Sam FM (Swindon)
- The last logo used by the station
- England;
- Broadcast area: Swindon
- Frequencies: FM: 107.7 MHz DAB: (Swindon)

Programming
- Format: Easy listening

Ownership
- Owner: Bauer Radio

History
- First air date: September 2, 2006
- Last air date: September 1, 2020
- Former names: Brunel FM Total Star More Radio Jack FM Sam FM

= Sam FM Radio (Swindon) =

Sam FM Swindon was an Independent Local Radio station based in Swindon, England, broadcasting on the 107.7 FM frequency between 2006 and 2020.

The station was formed by The Local Radio Company, who wanted to create a local radio rival to GWR FM (now Heart). It started in 2006 as Brunel FM. It would eventually be owned by One Gold Radio Ltd who renamed it to Total Star Swindon, and then More Radio a few years later. Celador purchased More Radio in 2012 and converted it into Jack FM Swindon which was later re-branded to SamFM Swindon.

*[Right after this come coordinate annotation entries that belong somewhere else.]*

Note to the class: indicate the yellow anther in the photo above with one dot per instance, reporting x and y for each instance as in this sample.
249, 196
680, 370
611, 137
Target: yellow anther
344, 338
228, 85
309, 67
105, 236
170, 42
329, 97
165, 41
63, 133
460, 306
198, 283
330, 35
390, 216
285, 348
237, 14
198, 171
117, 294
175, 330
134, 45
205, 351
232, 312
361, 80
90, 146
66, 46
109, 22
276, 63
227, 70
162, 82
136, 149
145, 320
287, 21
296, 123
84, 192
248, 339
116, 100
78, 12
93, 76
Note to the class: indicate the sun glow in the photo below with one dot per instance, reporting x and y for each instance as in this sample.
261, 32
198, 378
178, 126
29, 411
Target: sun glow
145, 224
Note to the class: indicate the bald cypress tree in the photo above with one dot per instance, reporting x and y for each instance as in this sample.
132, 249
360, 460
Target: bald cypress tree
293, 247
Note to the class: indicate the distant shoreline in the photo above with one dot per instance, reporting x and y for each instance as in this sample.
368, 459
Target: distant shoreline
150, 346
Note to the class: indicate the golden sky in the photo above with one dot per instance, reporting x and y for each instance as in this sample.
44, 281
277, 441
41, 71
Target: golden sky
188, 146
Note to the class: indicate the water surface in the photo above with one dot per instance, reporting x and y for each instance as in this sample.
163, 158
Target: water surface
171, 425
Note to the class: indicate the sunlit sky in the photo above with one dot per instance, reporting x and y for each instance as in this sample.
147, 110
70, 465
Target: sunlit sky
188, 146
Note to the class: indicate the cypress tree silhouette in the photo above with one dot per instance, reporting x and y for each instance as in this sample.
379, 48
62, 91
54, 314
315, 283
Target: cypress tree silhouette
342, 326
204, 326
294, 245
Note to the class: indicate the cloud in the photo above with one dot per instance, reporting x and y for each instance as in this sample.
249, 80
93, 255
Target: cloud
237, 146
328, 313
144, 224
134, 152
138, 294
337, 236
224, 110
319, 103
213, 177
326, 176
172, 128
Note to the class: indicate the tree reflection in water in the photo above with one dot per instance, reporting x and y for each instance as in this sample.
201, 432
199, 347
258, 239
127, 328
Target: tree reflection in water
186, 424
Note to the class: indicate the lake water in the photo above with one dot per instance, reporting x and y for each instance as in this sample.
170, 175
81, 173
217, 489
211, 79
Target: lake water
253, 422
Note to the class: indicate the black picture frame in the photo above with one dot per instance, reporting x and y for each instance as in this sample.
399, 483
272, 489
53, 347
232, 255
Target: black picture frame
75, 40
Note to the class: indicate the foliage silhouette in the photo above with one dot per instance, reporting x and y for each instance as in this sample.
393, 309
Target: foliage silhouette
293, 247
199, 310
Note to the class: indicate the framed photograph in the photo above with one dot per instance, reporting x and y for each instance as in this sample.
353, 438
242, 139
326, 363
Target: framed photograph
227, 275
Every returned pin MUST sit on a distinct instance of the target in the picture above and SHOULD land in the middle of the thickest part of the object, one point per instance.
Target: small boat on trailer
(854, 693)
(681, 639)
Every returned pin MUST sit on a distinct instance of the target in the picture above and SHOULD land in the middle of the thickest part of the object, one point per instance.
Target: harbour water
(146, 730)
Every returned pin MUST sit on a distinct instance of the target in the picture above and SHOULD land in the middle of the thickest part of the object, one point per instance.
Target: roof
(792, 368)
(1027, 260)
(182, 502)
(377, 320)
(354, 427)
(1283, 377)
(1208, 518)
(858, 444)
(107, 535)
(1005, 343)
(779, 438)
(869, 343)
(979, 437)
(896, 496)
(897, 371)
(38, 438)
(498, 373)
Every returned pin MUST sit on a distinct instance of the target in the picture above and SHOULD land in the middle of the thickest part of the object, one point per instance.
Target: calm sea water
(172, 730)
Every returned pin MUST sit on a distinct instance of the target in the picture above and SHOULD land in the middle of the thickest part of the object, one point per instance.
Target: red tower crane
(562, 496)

Due to financial issues and budget cuts at Celador, SamFM Swindon was merged into the Bristol sister station of the same name. In 2020, SamFM was purchased by Bauer Radio, closed, and its frequency used to broadcast Greatest Hits Radio South West.

==History==
===Brunel FM===
In 2005, after radio group Swindon FM lobbied for a second FM licence for the area, Ofcom invited applications for a 12-year broadcasting licence. The Local Radio Company applied, proposing a station called Now FM. After being awarded the licence, it was renamed Brunel FM after Isambard Kingdom Brunel, chief engineer of the railway which had transformed Swindon from a small village to a large town. Brunel was also the previous name for AM station Classic Gold Radio (now DAB station Gold) when Wiltshire Radio/GWR FM (now Heart Wiltshire) launched on FM. However, Brunel FM and Brunel Radio/Brunel Classic Gold did not have any connection other than their name and studio location.

Brunel FM launched at 10 am on 2 September 2006, and remained under control of The Local Radio Company until its sale to Laser Broadcasting in June 2008, along with sister stations Bath FM and 3TR FM. Following the buyout a number of the station's staff resigned, allegedly due to lack of payment.

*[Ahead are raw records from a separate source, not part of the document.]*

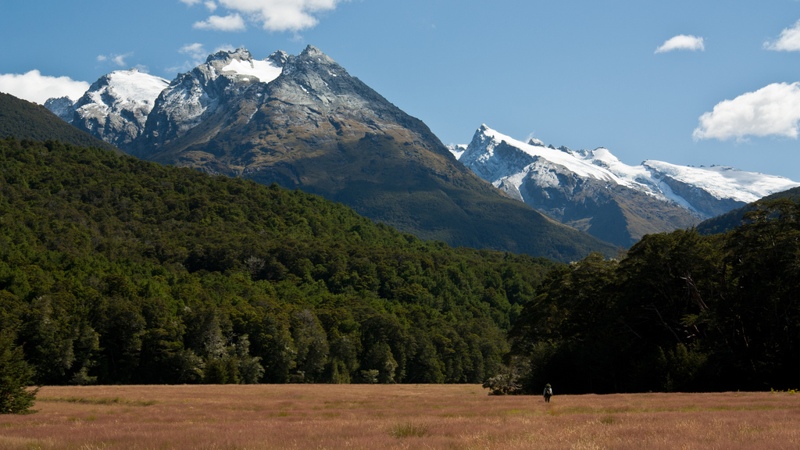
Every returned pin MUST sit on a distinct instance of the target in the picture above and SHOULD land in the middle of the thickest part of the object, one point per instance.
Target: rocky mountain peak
(116, 106)
(226, 56)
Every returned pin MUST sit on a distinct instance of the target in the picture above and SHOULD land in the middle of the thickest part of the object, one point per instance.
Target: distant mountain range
(303, 122)
(594, 191)
(22, 119)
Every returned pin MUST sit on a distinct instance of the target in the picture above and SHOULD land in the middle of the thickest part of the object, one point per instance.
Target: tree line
(115, 270)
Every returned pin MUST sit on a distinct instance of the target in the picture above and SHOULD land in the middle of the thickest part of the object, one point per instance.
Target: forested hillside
(115, 270)
(681, 312)
(26, 120)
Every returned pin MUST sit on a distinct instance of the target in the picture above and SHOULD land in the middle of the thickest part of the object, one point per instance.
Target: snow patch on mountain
(265, 71)
(502, 160)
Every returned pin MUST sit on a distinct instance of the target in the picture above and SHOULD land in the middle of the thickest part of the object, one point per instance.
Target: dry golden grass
(398, 416)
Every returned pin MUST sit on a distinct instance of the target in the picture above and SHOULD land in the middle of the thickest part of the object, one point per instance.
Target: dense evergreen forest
(681, 312)
(115, 270)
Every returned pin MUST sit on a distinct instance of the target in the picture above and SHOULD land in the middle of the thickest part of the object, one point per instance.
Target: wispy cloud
(682, 42)
(271, 15)
(116, 59)
(231, 22)
(35, 87)
(788, 41)
(773, 110)
(195, 50)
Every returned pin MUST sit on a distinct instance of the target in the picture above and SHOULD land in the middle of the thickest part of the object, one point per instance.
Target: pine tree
(15, 378)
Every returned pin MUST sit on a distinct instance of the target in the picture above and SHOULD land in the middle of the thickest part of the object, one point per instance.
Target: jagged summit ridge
(115, 107)
(651, 176)
(303, 122)
(594, 191)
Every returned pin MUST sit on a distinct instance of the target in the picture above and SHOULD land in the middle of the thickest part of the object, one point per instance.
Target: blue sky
(689, 82)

In October 2008, Brunel FM was sold again to South West Radio Ltd, following the collapse of Laser Broadcasting which went into administration.

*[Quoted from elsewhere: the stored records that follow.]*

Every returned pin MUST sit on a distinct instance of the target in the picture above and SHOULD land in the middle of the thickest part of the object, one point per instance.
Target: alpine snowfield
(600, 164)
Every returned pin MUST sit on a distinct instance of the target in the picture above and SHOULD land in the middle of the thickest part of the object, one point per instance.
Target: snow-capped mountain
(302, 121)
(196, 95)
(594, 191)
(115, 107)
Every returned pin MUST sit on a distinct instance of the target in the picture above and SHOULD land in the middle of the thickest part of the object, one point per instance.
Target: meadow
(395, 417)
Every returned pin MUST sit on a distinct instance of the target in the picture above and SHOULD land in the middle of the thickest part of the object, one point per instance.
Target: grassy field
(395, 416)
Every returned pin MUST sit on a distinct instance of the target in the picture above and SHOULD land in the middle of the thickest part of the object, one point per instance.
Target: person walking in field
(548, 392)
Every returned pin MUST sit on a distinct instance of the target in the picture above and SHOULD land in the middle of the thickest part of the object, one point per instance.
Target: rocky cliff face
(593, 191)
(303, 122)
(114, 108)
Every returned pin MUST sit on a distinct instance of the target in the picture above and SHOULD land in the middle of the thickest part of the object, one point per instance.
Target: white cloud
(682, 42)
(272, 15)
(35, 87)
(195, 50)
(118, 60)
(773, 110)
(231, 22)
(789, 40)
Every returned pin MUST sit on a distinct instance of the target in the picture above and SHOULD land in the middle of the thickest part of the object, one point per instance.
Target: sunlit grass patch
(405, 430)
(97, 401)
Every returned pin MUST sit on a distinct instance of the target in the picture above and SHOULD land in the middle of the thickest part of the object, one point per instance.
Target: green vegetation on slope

In August 2009, South West Radio itself collapsed and was also placed into administration. Brunel FM was then acquired by YMC Ltd, along with Bath FM, 3TR FM, Quay West 107.4 and Quay West 102.4/100.8. YMC Ltd then ran the five licensed stations as a group, with local programming throughout the day and some networked output over the weekend. On 24 March 2010, the YMC stations were closed by administrators after multiple refusals on the part of regulator Ofcom to transfer the licences, amid a number of financial issues at the stations following TLRC's sale.

===Total Star Swindon===
Brunel FM and its sister stations – 3TR FM, Bath FM and the two Quaywest stations – were eventually bought by One Gold Radio Ltd. All five stations were rebranded Total Star as part of an agreement with Total Star 107.5 in Gloucestershire, owned by Storm Radio Ltd.

===More Radio===
In May 2011, it was announced that Total Star Swindon (along with sister stations in West Wiltshire and Bath) would be rebranded to More Radio from June 2011, after owners One Gold Radio Ltd (now More FM Ltd) ended their partnership with the Cheltenham-based Total Star group. The group decided not to contest the renewal of the Bath licence, which was awarded to Celador and was rebranded as The Breeze in September 2011. More FM also sold the 107.5 Warminster/Frome area licence to Celador, who turned it into The Breeze in November 2011.

===Jack FM ===

It was announced in April 2012 Celador had bought the final More Radio licence in Swindon. Just over a month later, on 28 May 2012, the station was relaunched as Jack FM Swindon.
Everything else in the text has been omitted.